HAROLDO CASTRO DE ERFUD, MARROCOS (TEXTO E FOTOS)
Ainda que muito jovem, não consegui conter meus novos sentimentos.
Suas curvas eram por demais perfeitas, seu encanto tinha o poder de embriagar qualquer um – seja homem, mulher ou qualquer outro gênero.
Ao amanhecer e ao pôr-do-sol, seu fascínio sextuplicava, sua pele ganhando tons quentes e dourados.
Não falo de qualquer mulher, mas da deusa que dá formas às dunas de areia do Saara.
Sim, deusa; pois formas tão perfeitas só podem ser criadas por alguma divindade acima do reino humano.
Divindade esta feminina – a sensibilidade dos traços curvilíneos é atributo da mulher.
Meu primeiro encontro com as dunas do deserto aconteceu há mais de 40 anos, quando conheci o oásis El Oued, na Argélia, a 650 km ao sul da capital.
O significado da palavra “oued” (em árabe, rio) explica a sedução do lugar.
Um rio subterrâneo dá vida às areias do Saara e um gigantesco palmeiral verde produz toneladas de tâmaras energéticas e nutritivas.
Nunca mais me esqueci da paisagem grandiosa.
“Eu sempre amei o deserto.
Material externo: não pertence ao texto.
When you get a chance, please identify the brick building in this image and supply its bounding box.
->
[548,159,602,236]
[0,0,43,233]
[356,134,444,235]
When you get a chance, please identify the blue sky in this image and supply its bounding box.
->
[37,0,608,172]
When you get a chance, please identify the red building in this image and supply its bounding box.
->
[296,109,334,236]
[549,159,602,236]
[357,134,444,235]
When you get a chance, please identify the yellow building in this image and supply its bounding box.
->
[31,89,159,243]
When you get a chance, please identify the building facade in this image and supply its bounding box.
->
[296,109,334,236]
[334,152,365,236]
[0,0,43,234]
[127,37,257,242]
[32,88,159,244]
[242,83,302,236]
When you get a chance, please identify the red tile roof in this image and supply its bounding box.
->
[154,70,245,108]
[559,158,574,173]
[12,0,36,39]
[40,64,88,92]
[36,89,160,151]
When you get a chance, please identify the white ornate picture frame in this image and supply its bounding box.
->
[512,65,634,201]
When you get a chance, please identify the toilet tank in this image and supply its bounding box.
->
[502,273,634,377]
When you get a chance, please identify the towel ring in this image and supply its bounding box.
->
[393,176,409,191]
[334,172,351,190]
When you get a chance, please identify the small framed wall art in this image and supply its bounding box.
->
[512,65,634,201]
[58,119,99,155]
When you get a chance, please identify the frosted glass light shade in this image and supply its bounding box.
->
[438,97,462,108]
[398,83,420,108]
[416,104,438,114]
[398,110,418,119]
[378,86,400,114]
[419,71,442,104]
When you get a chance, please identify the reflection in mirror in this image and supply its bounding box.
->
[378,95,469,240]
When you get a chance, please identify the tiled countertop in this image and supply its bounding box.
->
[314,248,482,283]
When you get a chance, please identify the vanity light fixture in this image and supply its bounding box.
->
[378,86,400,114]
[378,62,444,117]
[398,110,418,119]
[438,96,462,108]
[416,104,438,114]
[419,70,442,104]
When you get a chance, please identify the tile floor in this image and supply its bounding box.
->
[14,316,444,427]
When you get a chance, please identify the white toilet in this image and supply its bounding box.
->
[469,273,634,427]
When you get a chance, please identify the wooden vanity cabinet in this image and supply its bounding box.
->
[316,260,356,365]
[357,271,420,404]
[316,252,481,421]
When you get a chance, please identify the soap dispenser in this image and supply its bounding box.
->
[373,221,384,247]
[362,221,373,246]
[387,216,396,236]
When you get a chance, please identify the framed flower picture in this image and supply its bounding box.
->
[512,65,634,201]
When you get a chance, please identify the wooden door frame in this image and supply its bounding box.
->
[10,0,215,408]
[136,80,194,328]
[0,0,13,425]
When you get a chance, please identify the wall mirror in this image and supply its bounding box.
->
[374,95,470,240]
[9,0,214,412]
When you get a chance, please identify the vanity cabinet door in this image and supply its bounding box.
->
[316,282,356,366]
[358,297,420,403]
A gente se senta numa duna de areia.
Não se vê nada. Não se escuta nada.
E no entanto, no silêncio, alguma coisa irradia...” escreveu Saint-Exupéry em O Pequeno Príncipe.
Concordo com o autor: a beleza do deserto é invisível!
Por isso, em minhas andanças, não poupo desertos.
Do Gobi na Mongólia à Costa do Esqueleto na Namíbia. Mas o Saara é O DESERTO, o maior de todos, o mais adorado e o mais temível.
Quem leu Tuareg do espanhol Alberto Vazquez-Figueroa (recomendo vivamente) suou frio ao acompanhar a travessia da Terra Vazia de Tikdabra pelo targui Gacel.
O Saara é lugar de extremos.
Na minha última viagem ao Marrocos, fui até o extremo oriente do país para conhecer uma nesguinha do Saara.
O motorista da 4x4 que cruza a planície desértica de pedrinhas explica que estamos apenas a 22 km da fronteira com a Tunísia.
“Aquelas montanhas já estão fora do Marrocos”, afirma. “Mas a surpresa não vem de lá, ela vai aparecer na nossa frente, são as dunas de Merzuga.”
Com razão, dez minutos se passam e a terra plana acinzentada começa a ganhar outros contornos. Montes de areia alaranjada, quase vermelha, aparecem como um capricho de algum vento brincalhão.
As faixas de areia se multiplicam, ganham volume, crescem em altura e se transformam em dunas. Logo, estamos cercados por um pequeno mar de areia, o caminho acaba.
“Eu paro aqui. Poderia subir esta duna de carro, mas será mais divertido você fazer isso em um dromedário”, diz o motorista.
Quatro animais já selados nos esperam.
Eles estão ajoelhados para que possamos montar com mais facilidade.
“Segure bem a sela na hora que o animal ficar de pé”, afirma o cameleiro Hassan.
A subida, em duas etapas, como uma gangorra, seguindo os movimentos das patas traseiras e das dianteiras, é brusca.
O desavisado perde, por poucos segundos, seu sentido de orientação.
Temos poucos minutos antes do pôr-do-sol e quero aproveitar a luminosidade da hora mágica para fotografar o “erg”, o mar de areia de Merzuga.
habitantes do deserto não instalam suas habitações, mesmo se provisórias, no “erg”, na areia fofa. Preferem deixar as areias incólumes para os visitantes e morar no deserto mais firme, o de pedras, chamado “reg”.
Assim, na volta de Merzuga para Erfud, passamos por diversas moradias de beduínos, construídas como tendas ou casebres.
Embora vivam um quotidiano difícil, os beduínos sempre saúdam marroquinos e visitantes com um sorriso de boas-vindas, orgulhosos de seu modo de vida.